To help you, but don't do as I say, I'm not in your context. This is just to show you that ES is flexible, only few designs are truly bad, plenty of them are good IF they fit your usecase. I'm also not a guru spreading truths.
I have 3 masters (c5.xlarge) across 3 AZs. (behind ALB to talk to them)
I have 2 coord (r5.xlarge) across 2 AZs. behind ALB to talk to them)
I have 4 ingest (c5.2xlarge) across 2 AZs. (behind ALB to talk to them)
I have 20 data (i3.2xlarge) across 2 AZs. (local ephemeral SSD only for storage.)
I have 3 Kibana across 3 AZs (behind ALB to talk to them)
I have 3 Grafana across 3 AZs (behind ALB to talk to them)
I have 1 Cerebro...need to make it 3 AZs I guess
I have ~1200 hosts running Beats from AWS/Openstack/VMware/Physical.
I have custom lambdas scraping buckets, shipping stuff from AWS.
Small(for now... ) army of Heartbeat (t3.nano) in all network scopes poking stuff, and each other.
I'm currently in the range of ~2 TBs per day for ingestion.
The cluster currently has 29 nodes, ~425 indices, ~4000 shards, ~20 billions docs, ~25TB.
Fairly small at this point still. I'm not sure I want to run huge clusters either.
I want to partition away to reduce blast radius, like logs/metrics or dev/staging/prod.
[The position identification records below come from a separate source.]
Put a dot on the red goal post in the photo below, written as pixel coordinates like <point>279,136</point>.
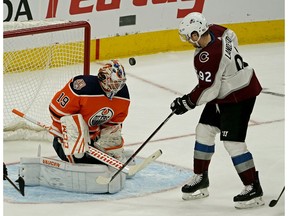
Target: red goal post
<point>39,58</point>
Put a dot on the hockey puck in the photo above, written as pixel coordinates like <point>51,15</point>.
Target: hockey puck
<point>132,61</point>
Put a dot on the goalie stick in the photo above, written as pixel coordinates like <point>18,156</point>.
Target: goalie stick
<point>20,181</point>
<point>97,154</point>
<point>107,180</point>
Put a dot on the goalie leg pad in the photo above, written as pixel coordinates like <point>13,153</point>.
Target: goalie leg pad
<point>201,193</point>
<point>65,176</point>
<point>75,135</point>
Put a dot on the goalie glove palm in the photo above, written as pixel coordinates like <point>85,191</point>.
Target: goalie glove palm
<point>181,105</point>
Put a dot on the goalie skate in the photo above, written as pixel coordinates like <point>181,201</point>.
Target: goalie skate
<point>196,188</point>
<point>250,197</point>
<point>255,202</point>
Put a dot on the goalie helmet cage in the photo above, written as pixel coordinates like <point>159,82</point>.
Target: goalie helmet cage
<point>39,58</point>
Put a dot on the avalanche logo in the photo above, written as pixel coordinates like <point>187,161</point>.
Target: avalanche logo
<point>204,57</point>
<point>101,116</point>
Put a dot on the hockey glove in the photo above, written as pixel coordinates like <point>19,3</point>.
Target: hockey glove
<point>181,105</point>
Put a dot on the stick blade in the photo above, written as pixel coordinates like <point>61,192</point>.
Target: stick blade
<point>272,203</point>
<point>103,180</point>
<point>21,183</point>
<point>138,167</point>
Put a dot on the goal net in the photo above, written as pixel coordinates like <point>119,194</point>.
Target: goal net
<point>39,58</point>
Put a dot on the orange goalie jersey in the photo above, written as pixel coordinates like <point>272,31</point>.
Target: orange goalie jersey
<point>84,95</point>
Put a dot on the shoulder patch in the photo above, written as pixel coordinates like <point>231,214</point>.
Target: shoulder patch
<point>79,84</point>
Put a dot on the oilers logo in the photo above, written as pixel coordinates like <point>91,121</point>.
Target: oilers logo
<point>101,116</point>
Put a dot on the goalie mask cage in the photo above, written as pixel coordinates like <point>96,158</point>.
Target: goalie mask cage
<point>39,58</point>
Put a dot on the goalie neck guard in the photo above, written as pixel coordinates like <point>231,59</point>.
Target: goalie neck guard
<point>112,78</point>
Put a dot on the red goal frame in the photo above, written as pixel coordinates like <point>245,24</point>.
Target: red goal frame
<point>60,27</point>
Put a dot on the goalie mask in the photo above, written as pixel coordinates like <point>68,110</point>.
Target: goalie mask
<point>112,78</point>
<point>193,22</point>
I'm not sure what is the official recommendation from Elastic but I have enough IT expertise to know that even if I can run huge clusters, I would choose not to do it by design. Change rollouts, blast radius, cell isolation, region isolation, use case isolation, team isolation, etc. Which means partitioning in more >1 cluster.
But licensing currently charges for the master nodes in addition to the data nodes. Which means direct license cost impact when using cluster partitioning where 30 data + 3 masters would become (10+3)+(10+3)+(10+3). I don't work there but I think Elastic should raise the node price and remove masters from the equation in such a fashion that it mean zero impact for them and I can do 10 clusters of 3+3 if that is what I want without paying licenses for 30 master nodes. I still get ingest/search over the same nodes... my 30 data nodes but now I need to justify 60 nodes to my cost manager. I'm actually baffled by this blocker on cluster partitioning we have on the normal per-node licensing type. I wake up at night because of my blast radius, lol . Riot, anyone?
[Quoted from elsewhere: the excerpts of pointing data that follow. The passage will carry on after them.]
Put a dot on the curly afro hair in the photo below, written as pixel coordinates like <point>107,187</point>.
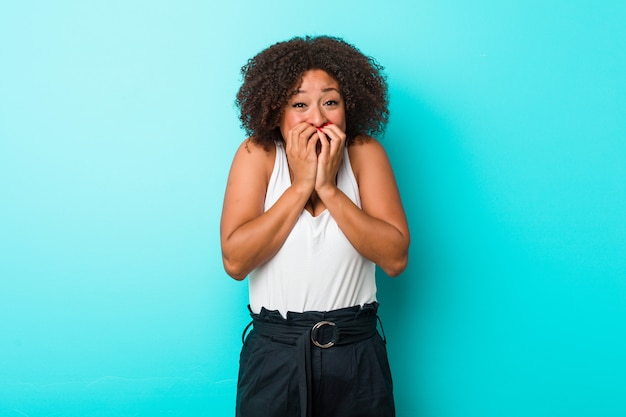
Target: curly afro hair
<point>271,77</point>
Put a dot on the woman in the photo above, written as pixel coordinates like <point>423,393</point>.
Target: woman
<point>311,206</point>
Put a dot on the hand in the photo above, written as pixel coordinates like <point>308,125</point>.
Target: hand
<point>332,140</point>
<point>300,146</point>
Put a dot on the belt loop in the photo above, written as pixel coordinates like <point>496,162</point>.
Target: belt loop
<point>243,335</point>
<point>382,329</point>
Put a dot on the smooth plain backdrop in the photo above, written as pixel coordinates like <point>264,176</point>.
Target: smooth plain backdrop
<point>508,139</point>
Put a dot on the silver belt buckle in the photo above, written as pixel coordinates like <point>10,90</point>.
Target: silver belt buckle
<point>314,331</point>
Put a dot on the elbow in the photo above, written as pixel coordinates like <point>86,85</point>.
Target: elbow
<point>397,265</point>
<point>233,270</point>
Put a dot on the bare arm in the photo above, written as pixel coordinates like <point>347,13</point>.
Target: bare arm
<point>379,231</point>
<point>249,235</point>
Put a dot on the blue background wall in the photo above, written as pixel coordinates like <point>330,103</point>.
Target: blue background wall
<point>508,129</point>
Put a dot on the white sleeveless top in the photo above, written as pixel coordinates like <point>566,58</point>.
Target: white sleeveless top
<point>316,269</point>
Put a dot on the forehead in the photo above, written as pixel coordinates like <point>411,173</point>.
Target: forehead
<point>316,80</point>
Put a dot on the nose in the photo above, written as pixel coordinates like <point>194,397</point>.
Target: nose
<point>317,117</point>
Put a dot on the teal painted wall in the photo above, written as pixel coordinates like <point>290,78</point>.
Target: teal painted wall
<point>508,137</point>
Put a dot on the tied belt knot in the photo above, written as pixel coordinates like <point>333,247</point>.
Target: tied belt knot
<point>316,330</point>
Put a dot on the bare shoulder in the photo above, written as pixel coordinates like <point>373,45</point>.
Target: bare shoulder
<point>252,158</point>
<point>367,155</point>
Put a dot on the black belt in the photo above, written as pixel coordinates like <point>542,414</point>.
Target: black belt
<point>348,325</point>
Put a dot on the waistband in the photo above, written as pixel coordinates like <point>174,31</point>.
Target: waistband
<point>319,329</point>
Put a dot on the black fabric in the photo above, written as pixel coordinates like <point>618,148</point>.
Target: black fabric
<point>282,374</point>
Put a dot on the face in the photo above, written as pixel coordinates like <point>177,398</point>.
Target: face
<point>317,101</point>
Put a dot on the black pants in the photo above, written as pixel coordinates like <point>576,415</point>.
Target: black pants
<point>346,380</point>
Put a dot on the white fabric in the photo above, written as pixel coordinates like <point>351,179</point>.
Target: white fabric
<point>316,269</point>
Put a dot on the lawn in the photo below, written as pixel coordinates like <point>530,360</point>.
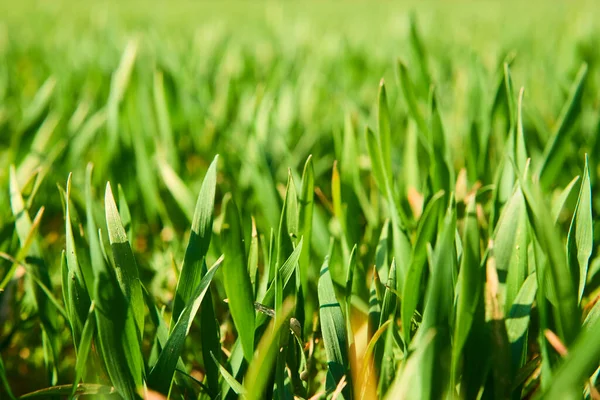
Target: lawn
<point>352,200</point>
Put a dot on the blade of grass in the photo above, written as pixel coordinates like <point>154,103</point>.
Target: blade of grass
<point>161,375</point>
<point>237,281</point>
<point>580,241</point>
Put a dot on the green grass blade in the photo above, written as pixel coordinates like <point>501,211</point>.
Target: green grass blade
<point>259,372</point>
<point>84,347</point>
<point>469,280</point>
<point>580,242</point>
<point>333,328</point>
<point>561,202</point>
<point>77,299</point>
<point>83,389</point>
<point>161,375</point>
<point>554,151</point>
<point>236,279</point>
<point>518,320</point>
<point>566,311</point>
<point>5,382</point>
<point>39,272</point>
<point>237,387</point>
<point>411,292</point>
<point>510,246</point>
<point>384,128</point>
<point>199,241</point>
<point>125,265</point>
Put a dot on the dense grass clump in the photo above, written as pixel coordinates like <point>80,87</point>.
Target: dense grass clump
<point>260,201</point>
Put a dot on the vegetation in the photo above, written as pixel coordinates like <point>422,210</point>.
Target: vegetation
<point>260,201</point>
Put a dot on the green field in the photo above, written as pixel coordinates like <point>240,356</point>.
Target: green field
<point>352,200</point>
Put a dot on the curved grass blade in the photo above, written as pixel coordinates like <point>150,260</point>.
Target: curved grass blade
<point>83,389</point>
<point>161,375</point>
<point>191,271</point>
<point>333,328</point>
<point>563,198</point>
<point>237,387</point>
<point>24,250</point>
<point>125,266</point>
<point>38,271</point>
<point>4,380</point>
<point>413,107</point>
<point>84,347</point>
<point>77,299</point>
<point>236,279</point>
<point>368,359</point>
<point>285,273</point>
<point>411,292</point>
<point>469,281</point>
<point>384,128</point>
<point>566,311</point>
<point>580,242</point>
<point>510,245</point>
<point>305,217</point>
<point>259,372</point>
<point>517,322</point>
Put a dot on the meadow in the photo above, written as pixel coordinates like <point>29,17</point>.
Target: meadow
<point>341,200</point>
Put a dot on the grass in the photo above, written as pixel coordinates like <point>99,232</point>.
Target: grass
<point>205,203</point>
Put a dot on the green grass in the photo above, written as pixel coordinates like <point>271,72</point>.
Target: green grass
<point>319,200</point>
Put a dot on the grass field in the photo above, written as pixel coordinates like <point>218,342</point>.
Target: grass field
<point>299,200</point>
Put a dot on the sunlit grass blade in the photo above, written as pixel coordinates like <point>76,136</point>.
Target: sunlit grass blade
<point>438,309</point>
<point>554,152</point>
<point>77,299</point>
<point>305,217</point>
<point>469,280</point>
<point>566,312</point>
<point>161,375</point>
<point>39,271</point>
<point>333,329</point>
<point>384,128</point>
<point>125,265</point>
<point>236,279</point>
<point>411,292</point>
<point>580,242</point>
<point>191,271</point>
<point>5,382</point>
<point>83,389</point>
<point>562,200</point>
<point>259,372</point>
<point>518,321</point>
<point>237,387</point>
<point>510,246</point>
<point>84,348</point>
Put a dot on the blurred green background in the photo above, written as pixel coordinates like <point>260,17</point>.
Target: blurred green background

It runs over AWS ECS (1 cluster) with 1 ASG per node type(4) and 1 container per instance (excluding Kib and Graf which are like normal containerized microservices)
I don't use logstash at all, but it's possible my future holds logstash clusters doing duplication/buffering to disk (PQ)/archiving to S3/etc. It also possible my future is Elastic Cloud or ECE or ECK(over AWS EKS). You should look into that, I don't think ECK is mature enough yet to use over EKS, it just launched and I'm not an EKS/Kube expert as we are currently running heavily using AWS ECS+EC2. Will see.
Version 5.6.16 currently planning/doing the bump to latest 6.X for all of the above.
Looking/planning for potential use of hot-warm, ILM(rollover+replace curator+hotwarm), metrics rollups, Beats monitoring, auditbeat
Thinking of passing everything through ingest nodes for centralization of transformation configs, control (why are you shipping me events stamped from a year ago, that'll kill me!) and monitoring of ingestion delay through injection of ingest timestamp, etc, etc.
- I'm thinking I need more cores on the data nodes (bump instance type...) as my contention today centers around CPU/load avg on the data nodes and no contention elsewhere: IO, HEAP, RAM, etc.
I would get more diskspace too, I think I can take a smaller RAM/DISK ratio because I don't have HEAP contention. (Except when someone bombs a coord node... )
- Retention, I need ILM+rollups+hot/warm bad so I can keep stuff longer without putting everything on i3 and keeping metrics with 10sec granularity. Also to lower shard count of read-only indices. "Gimme 15 months retention."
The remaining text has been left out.